A conclusioni analoghe anche le sentenze delle Sezioni Unite del 16 maggio 1996 (Sala), del 13 luglio 1998 (Gallieri) e del 23 febbraio 2000 (D' Amuri), le quali hanno fatto rientrare «nella categoria delle prove sanzionate dall'inutilizzabilità, non solo le "prove oggettivamente vietate", ma le prove formate o acquisite in violazione dei diritti soggettivi tutelati dalla "legge", ed, a maggior ragione, quindi, quelle acquisite in violazione dei diritti tutelati in modo specifico dalla Costituzione. Ipòtesi quest'ultima sussumibile nella previsione dell'art. 91 c.p.p., proprio perché l'antigiuridicità di prove così formate od acquisite attiene alla lesione di diritti fondamentali, riconosciuti cioè come intangibili dalla Costituzione».
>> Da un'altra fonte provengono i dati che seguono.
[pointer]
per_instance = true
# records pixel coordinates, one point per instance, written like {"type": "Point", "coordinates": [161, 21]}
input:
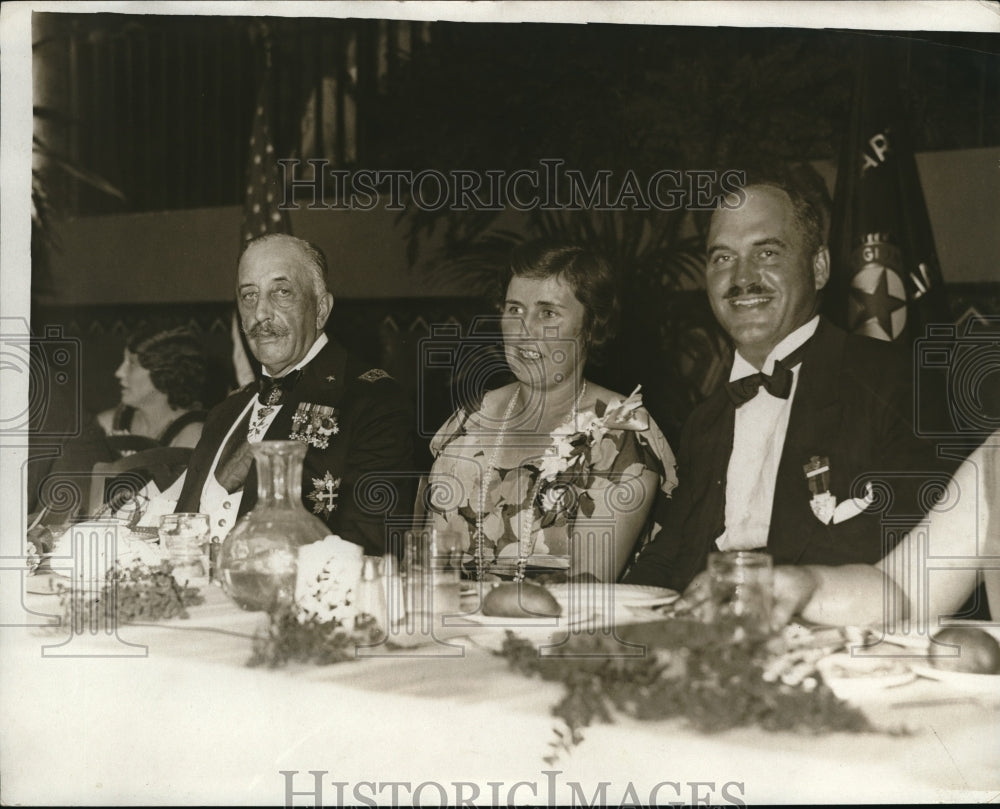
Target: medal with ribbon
{"type": "Point", "coordinates": [313, 424]}
{"type": "Point", "coordinates": [324, 495]}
Appare facile previsione che sulla base di tali precedenti sulla normativa attinente l’uso dei “captatori informatici” come sull’incombente decreto “spazza-corrotti” (triste  come la corruzione del linguaggio tecnico si accompagni al deterioramento del diritto) sarà chiamato a pronunciarsi il Giudice delle leggi o almeno è questo l’augurio.

Ciò richiederà la sensibilità dell’interprete, della magistratura capace di rifuggire da un improprio ruolo di esecutrice di politiche legislative sempre più repressive e incuranti dei diritti individuali. Molto di ciò che sarà la società, se “aperta” o meno ( nel senso caro  a Karl Popper) dipenderà dal confronto su una materia controversa ma che mai come oggi è cosi connessa al tema delle libertà individuali.